NOT FOR DISTRIBUTION TO UNITED STATES NEWSWIRE SERVICES OR FOR DISSEMINATION IN THE UNITED STATES

TORONTO, Nov. 02, 2022 (GLOBE NEWSWIRE) -- Spectral Medical Inc. (TSX: EDT) (“Spectral” or the “Company”) is pleased to announce that it has closed its previously announced prospectus offering of units (the “Units”) of the Company (the “Unit Offering”) and concurrent private placement (the “Note Offering” and together with the Unit Offering, the “Offering”) of US$5 million of convertible senior notes (the “Notes”). Aggregate gross proceeds raised pursuant to the Offering were approximately C$10.8 million. The Offering was conducted by Paradigm Capital Inc. (the “Agent”) and consisted of the sale of 10,061,250 Units at a price of C$0.40 per Unit and 5,000 Notes at a price of US$1,000 per Note.
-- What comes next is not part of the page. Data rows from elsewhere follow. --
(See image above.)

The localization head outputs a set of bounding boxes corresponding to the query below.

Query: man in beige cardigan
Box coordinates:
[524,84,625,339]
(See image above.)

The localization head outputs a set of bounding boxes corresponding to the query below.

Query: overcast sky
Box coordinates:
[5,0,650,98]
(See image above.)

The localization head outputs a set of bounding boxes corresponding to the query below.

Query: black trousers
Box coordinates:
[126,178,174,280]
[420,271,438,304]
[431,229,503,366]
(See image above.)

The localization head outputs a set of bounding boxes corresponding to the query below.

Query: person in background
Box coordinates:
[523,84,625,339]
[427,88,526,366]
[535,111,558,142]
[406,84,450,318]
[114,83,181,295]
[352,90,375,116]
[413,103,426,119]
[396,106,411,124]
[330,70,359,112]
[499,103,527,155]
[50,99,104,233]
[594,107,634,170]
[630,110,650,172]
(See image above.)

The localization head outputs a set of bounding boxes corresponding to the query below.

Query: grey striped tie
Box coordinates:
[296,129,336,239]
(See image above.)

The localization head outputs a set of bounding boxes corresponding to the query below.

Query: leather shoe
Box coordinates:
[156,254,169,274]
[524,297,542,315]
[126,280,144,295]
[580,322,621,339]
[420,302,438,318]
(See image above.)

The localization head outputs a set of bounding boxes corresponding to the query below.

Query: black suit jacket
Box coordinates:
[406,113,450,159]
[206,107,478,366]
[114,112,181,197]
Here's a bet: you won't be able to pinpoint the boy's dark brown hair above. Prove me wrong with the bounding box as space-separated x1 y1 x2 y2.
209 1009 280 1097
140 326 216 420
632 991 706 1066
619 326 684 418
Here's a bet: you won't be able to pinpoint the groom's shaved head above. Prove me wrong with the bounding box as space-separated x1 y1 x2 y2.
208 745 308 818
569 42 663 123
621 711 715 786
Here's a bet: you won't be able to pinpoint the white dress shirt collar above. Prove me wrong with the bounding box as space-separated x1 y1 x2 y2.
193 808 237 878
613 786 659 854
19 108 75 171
Each Unit consisted of one common share of the Company (a “Common Share”) and one-half (½) of one Common Share purchase warrant of the Company (each whole warrant, a “Warrant”), with each Warrant entitling the holder thereof to acquire one Common Share at a price of C$0.48 for a period of 36 months following today’s date.

The Notes have a face value of US$1,000 per Note, bear interest of 7% and are due on November 1, 2026 (the “Maturity Date”). Holders of the Notes may convert all or any portion of the Notes in integral multiples of US$1,000 principal amount at any time prior to the Maturity Date. Each Note is convertible into approximately 2,828 Common Shares, subject to customary anti-dilution and make-whole fundamental change adjustments. Pursuant to the Note Offering, Baxter International Inc. (NYSE: BAX) (“Baxter”) agreed to purchase certain of the Notes in connection with an amendment to a portion of the initial milestone payment due to the Company under the Distribution Agreement (as defined below). In 2020, Baxter, a leading global medical products company, entered into a distribution agreement (the “Distribution Agreement”) with the Company for PMX (as defined below) and the Endotoxin Activity Assay™ (EAA), an on-market companion diagnostic tool that aids in the risk assessment of ICU patients for progression to severe sepsis.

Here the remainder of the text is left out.